And he did it with fanfare. What's most amusing about
corporate name changes is the dubious reasoning and overwrought rhetoric that
inevitably accompany them. The United--excuse me, Allegis--spokesman explained
at the time, "We are a travel company, not just a transportation company. The
name change clearly identifies us as the only corporation that can offer
travelers door-to-door service." Of course. Allegis = door-to-door travel
service. How could we have been so blind? Even better was the explanation
offered by Lippincott and Margulies, the "identity-management firm" that came
up with the name. It said that Allegis "conveys the central corporate mission
of service and guardianship ... through its relation to the word allegiant,
meaning loyal or faithful, and aegis, meaning protection and sponsorship." That
might be more convincing had the word "allegiant" ever, in the history of the
English language, been used in a sentence.
Maybe even
funnier is when executives celebrate the empty-signifier status of their
companies' new names.

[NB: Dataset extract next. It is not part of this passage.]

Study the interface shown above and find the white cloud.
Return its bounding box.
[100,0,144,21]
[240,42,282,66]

Sounding like a student of Ferdinand Saussure, the French
semiotician, retired chairman David Lennox said of Navistar, the name chosen
for the former International Harvester, "One of the pluses of Navistar is you
can make it mean whatever your imagination wants it to mean." When Waste
Management Inc. changed its name to WMX Technologies, CEO Dean Buntrock
insisted that adopting the non-descriptive name meant the company was "growing
up [and] raising our profile." One can only speculate how executives of a
company called Combined Insurance explained to themselves their decision to
adopt the name Aon.
Coming up with a name like Navistar is
certainly creative, and trashing a valuable label like International Harvester
is certainly destructive, but the process hardly adds up to Joseph Schumpeter's
famous definition of capitalism as a process of "creative destruction." And
it's not cheap. United spent more than $8 million in the move to Allegis and
back. When Swift and Co. became Esmark in 1974--the company finally decided to
get out from under the cloud of bad publicity created by Upton Sinclair's
exposé The Jungle , published in 1906--it cost more than $2 million.
Changing Esso (Jersey Standard) to Exxon cost an incredible $100 million.
Nissan spent $30 million on its three-year campaign to ditch Datsun.
The fact that bad names do
seem to hurt companies is, to be sure, evidence of a sort that names matter. A
rose by the name of Allegis would almost certainly not smell as sweet.
But it's clear that corporations are as faddish in their choice of names as
parents are. Just as waves of Ashleys and Brittanys are succeeded by hordes of
Maxes and Sadies, so the postmodern bricolage names of the '70s and '80s have
been replaced by the retro labels of the '90s. WMX Technologies is Waste
Management Inc. again. IC Industries, which makes Whitman's Chocolates, is now
called Whitman's. United Brands now bears the name of its best product,
Chiquita. And Microsoft, I hear, is changing its name to Slate Inc.